Neue Chancen, einmalige Erfahrungen: Acht Studierende aus OWL in New York

Das New Yorker Büro der fünf staatlichen Hochschulen aus OWL ermöglicht jedes Jahr Studierenden ein Praktikum in „Big Apple“ und Umgebung. Wie bereichernd das sein kann, zeigt ein Treffen der Gruppe auf Roosevelt Island. Wer für 2023 an einer Teilnahme interessiert ist, kann sich noch bis 14. August 2022 bewerben unter https://www.campus-owl.org/experience-abroad/.

Roosevelt Island war der Treffpunkt für die acht Studierenden aus OWL. Hier zu sehen: die Roosevelt Island Tramway. (Foto: Lars Kruse/FH Bielefeld)
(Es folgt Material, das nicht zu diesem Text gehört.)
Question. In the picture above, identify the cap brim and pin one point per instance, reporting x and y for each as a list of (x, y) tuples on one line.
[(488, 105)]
Roosevelt Island war der Treffpunkt für die acht Studierenden aus OWL. Hier zu sehen: die Roosevelt Island Tramway. (Foto: Lars Kruse/FH Bielefeld)

Bielefeld (fhb). Sirenen heulen aus der Ferne, ein Wasserflugzeug rauscht vorbei und landet sanft auf dem East River. „New York ist die Stadt, die niemals schläft – das ist bekannt, aber es wirklich zu erleben, macht den Unterschied“, schwärmt Michael Epp, einer von acht Studierenden, die dieses Jahr über das Professional Experience Program (PEP) des Campus OWL ein Praktikum in New York und New Jersey machen.

Das Programm ist eine der Aktivitäten des New Yorker Büros der fünf staatlichen Hochschulen Ostwestfalen-Lippes – ein aufregendes und beeindruckendes Angebot für Studierende, wie bei einem sonntäglichen Treffen der Teilnehmerinnen und Teilnehmer auf Roosevelt Island klar wurde. Die nach dem 32. Präsidenten der USA benannte Insel liegt zwischen Queens und Manhattan und gibt den Blick frei auf die Skyline von Manhattan. „Die einzige Sache, vor der wir Angst haben sollten, ist die Angst selbst“, steht in den Steinboden gemeißelt an einem Denkmal im Zentrum der Insel.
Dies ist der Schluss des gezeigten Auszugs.